Running a DAG

HTCondor’s DAGMAN functionality allows to express complex dependencies between jobs. In our simple example, we will do a video render: We will first have a lot of jobs each of which renders a single frame, and finally, we have one job creating an output video from the frames.

For this, we will again use the open source renderer POV-Ray (Persistence of Vision Raytracer), and also make use of the two scenes already used in the previous exercise (the attribution to the artists can be found there and with the artwork).

Again, we need a file to describe our job, and an actual job payload, per job.
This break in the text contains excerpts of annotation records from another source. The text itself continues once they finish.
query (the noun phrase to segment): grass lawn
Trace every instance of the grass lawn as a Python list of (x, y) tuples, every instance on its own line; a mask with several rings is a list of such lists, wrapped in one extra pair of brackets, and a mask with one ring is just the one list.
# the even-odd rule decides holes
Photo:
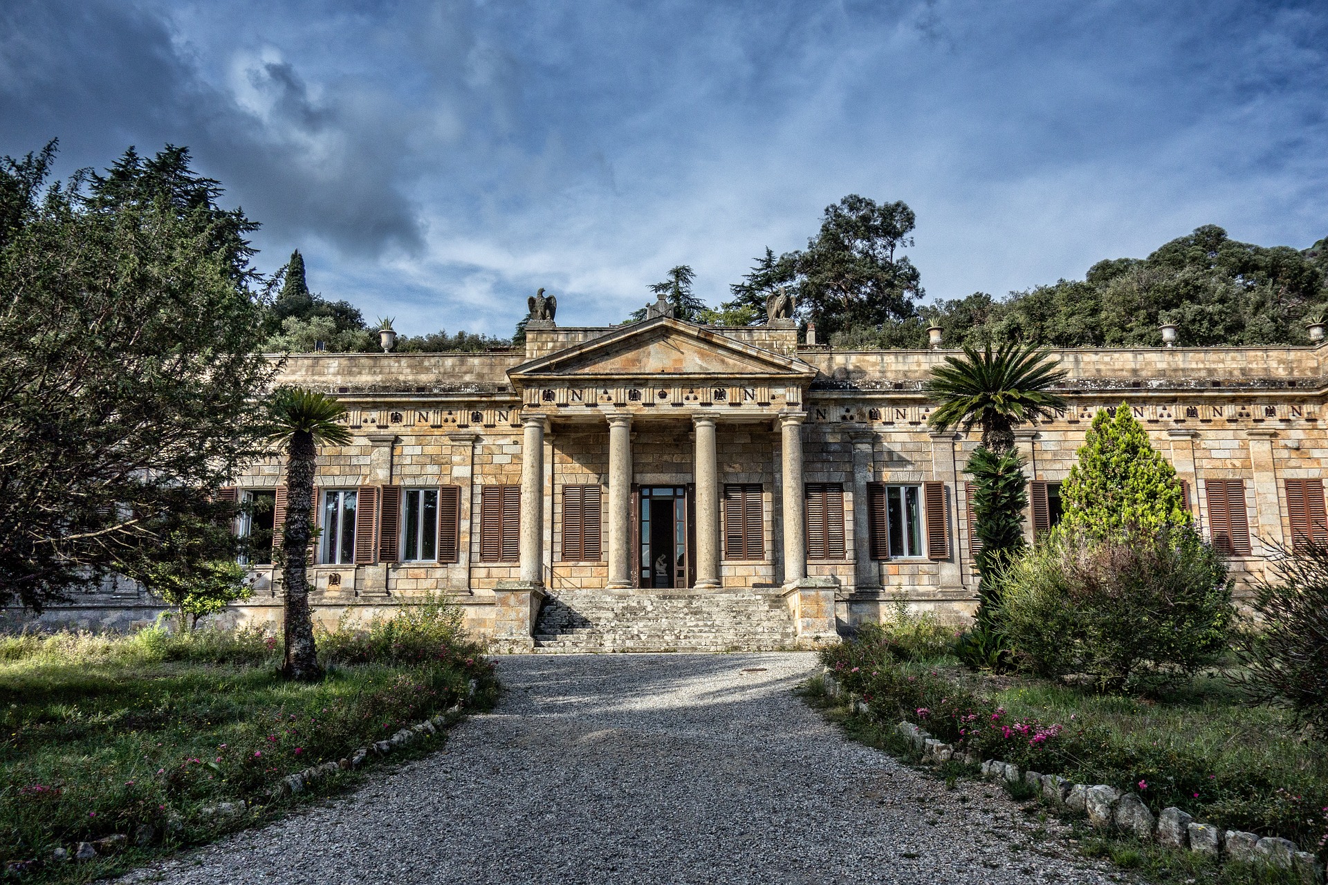
[[(475, 706), (497, 698), (491, 667), (454, 625), (376, 629), (377, 641), (321, 637), (328, 675), (309, 685), (283, 681), (275, 642), (258, 633), (0, 641), (4, 874), (89, 881), (208, 841), (361, 779), (364, 770), (343, 771), (295, 797), (274, 789), (445, 711), (471, 679)], [(239, 800), (247, 809), (211, 811)], [(52, 860), (56, 848), (113, 835), (124, 848), (94, 861)]]
[(1320, 857), (1328, 848), (1328, 748), (1216, 673), (1137, 698), (972, 673), (954, 658), (902, 661), (870, 644), (841, 644), (825, 661), (880, 728), (906, 719), (981, 759), (1138, 793), (1154, 813), (1177, 805)]

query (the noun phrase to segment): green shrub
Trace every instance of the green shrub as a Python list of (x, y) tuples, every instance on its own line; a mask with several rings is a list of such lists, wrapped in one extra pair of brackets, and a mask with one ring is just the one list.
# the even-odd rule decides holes
[(1057, 527), (1001, 584), (996, 621), (1016, 662), (1101, 691), (1187, 682), (1227, 647), (1235, 616), (1226, 567), (1193, 525)]
[(940, 661), (954, 654), (955, 636), (932, 612), (915, 613), (896, 600), (880, 624), (858, 625), (857, 640), (900, 661)]
[(1328, 547), (1283, 551), (1259, 585), (1256, 624), (1242, 633), (1236, 681), (1258, 701), (1284, 705), (1328, 736)]

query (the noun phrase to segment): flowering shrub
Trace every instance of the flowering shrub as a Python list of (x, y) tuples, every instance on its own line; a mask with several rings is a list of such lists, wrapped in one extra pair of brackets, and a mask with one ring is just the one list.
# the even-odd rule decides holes
[(1328, 848), (1328, 780), (1305, 775), (1305, 788), (1293, 791), (1258, 764), (1215, 772), (1202, 743), (1131, 740), (1112, 723), (1080, 714), (1061, 722), (1017, 716), (940, 669), (898, 662), (875, 645), (841, 642), (821, 654), (883, 724), (908, 720), (979, 759), (1112, 784), (1138, 793), (1154, 813), (1178, 805), (1232, 829)]

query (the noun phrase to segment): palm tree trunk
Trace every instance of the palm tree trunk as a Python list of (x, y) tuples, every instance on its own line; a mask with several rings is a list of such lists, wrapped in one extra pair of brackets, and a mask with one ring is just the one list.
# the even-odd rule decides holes
[(288, 679), (309, 681), (323, 675), (313, 646), (309, 617), (309, 524), (313, 508), (313, 437), (295, 433), (287, 450), (286, 525), (282, 528), (282, 580), (286, 584), (286, 659), (282, 673)]
[(1004, 454), (1015, 447), (1015, 426), (1000, 417), (992, 417), (983, 422), (983, 447), (987, 451)]

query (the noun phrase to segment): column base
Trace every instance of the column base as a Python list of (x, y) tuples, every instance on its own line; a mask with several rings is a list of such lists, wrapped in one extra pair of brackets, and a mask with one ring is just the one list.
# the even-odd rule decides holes
[(839, 641), (835, 618), (837, 577), (803, 577), (784, 585), (784, 601), (793, 614), (799, 645), (829, 645)]
[(494, 586), (495, 651), (530, 651), (535, 647), (535, 620), (544, 601), (544, 585), (539, 581), (498, 581)]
However, we are now running two different kinds of jobs: The first type of job does the image rendering, the second type of job takes the produced images and creates a movie file from them.

The first kind of job: Image rendering

This job is actually very similar to the job we used in the previous exercise. The only added parts are some different quality settings to speed up the rendering, and the actual animation.

Save the following into a file of your choosing or use the file Ubuntu1804_render_movie_frames.jdl from the repository.

JobBatchName = Ubuntu1804_render_movie_frames
+ContainerOS = "Ubuntu1804"

if defined Scene
        Scene=$(Scene)
else
        Scene=mini_demo
        #Scene="dice"
endif

Executable=render_pov_movie.sh
Arguments = $(Scene) $(Process)

Transfer_input_files = povray/$(Scene)
Transfer_output_files = render_results_$(Scene)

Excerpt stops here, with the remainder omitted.